Organizers expect to attract about 150 delegates, including policy-makers, researchers, practitioners and students from Canada, the United States and Europe interested in social and ecological systems and in innovative approaches to rural development research.
Speakers will include Naresh Singh, recently named executive director of a United Nations commission on the legal empowerment of poor people. Formerly director general of governance and social development with the Canadian International Development Agency (CIDA), Singh is the co-author of Sustainable Livelihoods: Building on the Wealth of the Poor and is a former visiting fellow at the Ontario Agricultural College.
Also on the roster is Mario Giampietro, director of the Unit of Technological Assessment at the National Institute of Research on Food and Nutrition in Italy. He's the author of Multi-Scale Integrated Analysis of Agroecosystems.

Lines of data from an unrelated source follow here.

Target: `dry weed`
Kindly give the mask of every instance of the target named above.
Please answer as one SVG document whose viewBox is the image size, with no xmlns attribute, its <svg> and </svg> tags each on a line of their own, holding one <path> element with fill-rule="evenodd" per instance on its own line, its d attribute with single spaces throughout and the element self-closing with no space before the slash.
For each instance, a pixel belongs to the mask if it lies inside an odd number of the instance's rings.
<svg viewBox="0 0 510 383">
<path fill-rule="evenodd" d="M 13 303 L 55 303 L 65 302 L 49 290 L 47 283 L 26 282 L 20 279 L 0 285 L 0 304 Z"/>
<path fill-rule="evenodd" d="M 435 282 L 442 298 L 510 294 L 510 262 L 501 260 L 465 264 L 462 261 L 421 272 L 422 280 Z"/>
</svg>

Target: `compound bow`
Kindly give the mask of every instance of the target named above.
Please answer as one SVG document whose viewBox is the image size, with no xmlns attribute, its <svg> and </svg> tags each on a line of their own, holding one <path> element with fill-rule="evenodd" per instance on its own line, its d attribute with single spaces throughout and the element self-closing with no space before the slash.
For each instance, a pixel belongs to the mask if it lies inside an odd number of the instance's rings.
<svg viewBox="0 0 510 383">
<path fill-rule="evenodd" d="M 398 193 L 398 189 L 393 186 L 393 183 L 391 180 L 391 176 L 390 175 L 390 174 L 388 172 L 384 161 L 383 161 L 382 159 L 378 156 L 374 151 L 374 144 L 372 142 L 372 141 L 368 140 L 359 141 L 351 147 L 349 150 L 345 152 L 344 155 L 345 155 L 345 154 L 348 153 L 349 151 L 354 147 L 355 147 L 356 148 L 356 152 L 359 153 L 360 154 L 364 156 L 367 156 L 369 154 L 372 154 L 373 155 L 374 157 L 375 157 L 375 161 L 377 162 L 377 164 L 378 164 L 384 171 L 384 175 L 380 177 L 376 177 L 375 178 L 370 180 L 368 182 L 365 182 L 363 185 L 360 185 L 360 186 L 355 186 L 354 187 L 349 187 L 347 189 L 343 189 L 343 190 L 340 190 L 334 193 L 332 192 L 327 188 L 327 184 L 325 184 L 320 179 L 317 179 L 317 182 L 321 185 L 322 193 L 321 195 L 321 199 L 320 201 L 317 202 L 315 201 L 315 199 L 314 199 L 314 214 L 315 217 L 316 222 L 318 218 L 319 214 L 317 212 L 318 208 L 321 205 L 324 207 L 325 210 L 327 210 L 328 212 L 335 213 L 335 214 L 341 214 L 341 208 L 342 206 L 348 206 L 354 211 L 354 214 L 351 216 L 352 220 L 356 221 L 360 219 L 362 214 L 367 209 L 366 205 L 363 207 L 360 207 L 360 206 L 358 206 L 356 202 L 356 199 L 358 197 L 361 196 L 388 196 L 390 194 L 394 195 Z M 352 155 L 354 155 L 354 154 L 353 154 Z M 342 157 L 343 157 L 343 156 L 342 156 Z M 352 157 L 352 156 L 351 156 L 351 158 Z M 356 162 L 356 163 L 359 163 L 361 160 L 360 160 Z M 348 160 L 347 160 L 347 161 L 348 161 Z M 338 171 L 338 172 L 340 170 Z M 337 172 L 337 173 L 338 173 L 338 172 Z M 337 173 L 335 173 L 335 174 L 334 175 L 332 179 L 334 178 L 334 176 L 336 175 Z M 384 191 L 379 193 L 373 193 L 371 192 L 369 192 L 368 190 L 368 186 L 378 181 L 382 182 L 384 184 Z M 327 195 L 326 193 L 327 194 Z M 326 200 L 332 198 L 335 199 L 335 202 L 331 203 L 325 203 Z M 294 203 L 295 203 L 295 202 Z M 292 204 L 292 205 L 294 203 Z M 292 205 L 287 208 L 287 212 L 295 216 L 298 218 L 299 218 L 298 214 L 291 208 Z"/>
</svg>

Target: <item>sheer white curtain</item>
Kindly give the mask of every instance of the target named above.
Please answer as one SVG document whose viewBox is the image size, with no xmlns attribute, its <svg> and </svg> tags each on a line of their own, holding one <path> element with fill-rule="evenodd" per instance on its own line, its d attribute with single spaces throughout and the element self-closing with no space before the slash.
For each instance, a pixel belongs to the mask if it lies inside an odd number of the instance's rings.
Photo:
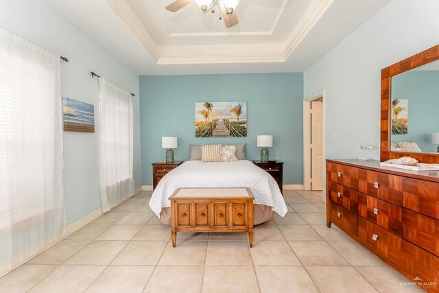
<svg viewBox="0 0 439 293">
<path fill-rule="evenodd" d="M 0 277 L 65 234 L 60 56 L 0 27 Z"/>
<path fill-rule="evenodd" d="M 131 94 L 99 80 L 100 178 L 102 209 L 133 196 L 133 110 Z"/>
</svg>

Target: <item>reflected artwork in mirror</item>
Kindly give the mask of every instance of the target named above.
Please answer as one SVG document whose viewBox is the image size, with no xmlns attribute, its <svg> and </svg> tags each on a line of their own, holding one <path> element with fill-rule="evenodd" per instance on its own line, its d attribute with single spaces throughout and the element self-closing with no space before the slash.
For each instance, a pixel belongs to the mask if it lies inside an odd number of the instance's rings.
<svg viewBox="0 0 439 293">
<path fill-rule="evenodd" d="M 436 153 L 439 60 L 393 76 L 390 107 L 391 150 Z"/>
</svg>

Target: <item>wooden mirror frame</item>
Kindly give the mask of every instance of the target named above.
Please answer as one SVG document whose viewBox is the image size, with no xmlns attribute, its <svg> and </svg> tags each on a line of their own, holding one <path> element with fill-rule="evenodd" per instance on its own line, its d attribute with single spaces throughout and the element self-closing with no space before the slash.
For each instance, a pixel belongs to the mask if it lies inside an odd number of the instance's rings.
<svg viewBox="0 0 439 293">
<path fill-rule="evenodd" d="M 420 163 L 439 163 L 439 153 L 392 152 L 390 150 L 390 102 L 392 101 L 392 78 L 403 72 L 439 60 L 439 45 L 404 59 L 381 70 L 381 161 L 402 156 L 411 156 Z"/>
</svg>

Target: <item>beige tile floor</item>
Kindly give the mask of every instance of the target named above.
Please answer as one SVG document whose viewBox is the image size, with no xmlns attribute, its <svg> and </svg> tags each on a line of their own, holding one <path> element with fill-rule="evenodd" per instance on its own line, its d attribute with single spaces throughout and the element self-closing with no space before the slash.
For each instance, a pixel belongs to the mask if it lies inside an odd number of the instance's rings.
<svg viewBox="0 0 439 293">
<path fill-rule="evenodd" d="M 335 226 L 322 194 L 285 191 L 289 211 L 244 233 L 170 242 L 143 191 L 0 279 L 0 292 L 394 292 L 407 280 Z"/>
</svg>

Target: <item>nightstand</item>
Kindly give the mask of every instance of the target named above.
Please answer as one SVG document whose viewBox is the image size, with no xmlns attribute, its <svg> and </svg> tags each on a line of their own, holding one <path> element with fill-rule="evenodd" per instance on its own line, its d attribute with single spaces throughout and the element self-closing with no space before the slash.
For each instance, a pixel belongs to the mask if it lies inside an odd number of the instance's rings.
<svg viewBox="0 0 439 293">
<path fill-rule="evenodd" d="M 281 192 L 283 194 L 283 191 L 282 191 L 283 162 L 281 162 L 280 161 L 273 161 L 271 162 L 262 163 L 261 162 L 261 160 L 253 160 L 253 163 L 257 166 L 260 167 L 270 173 L 276 182 L 277 182 L 278 185 L 279 185 L 279 189 L 281 189 Z"/>
<path fill-rule="evenodd" d="M 156 189 L 158 181 L 169 171 L 180 166 L 182 161 L 176 161 L 174 163 L 156 162 L 152 163 L 152 190 Z"/>
</svg>

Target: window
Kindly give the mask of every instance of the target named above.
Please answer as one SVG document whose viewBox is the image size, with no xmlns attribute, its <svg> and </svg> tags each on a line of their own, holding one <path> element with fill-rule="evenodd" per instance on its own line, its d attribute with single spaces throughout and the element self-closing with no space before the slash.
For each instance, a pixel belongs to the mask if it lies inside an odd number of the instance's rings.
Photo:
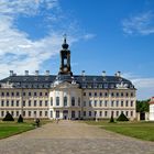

The conference is intended not to solve specific problems but to allow participants to share ideas and experiences about everything from AIDS, climate change and disaster relief to asset-building and human rights, says Prof. Tony Fuller of the School of Environmental Design and Rural Development (SEDRD).
A key goal will be to suggest research directions and projects for academics, including U of G faculty, to pursue, says Fuller. “That's our main contribution.”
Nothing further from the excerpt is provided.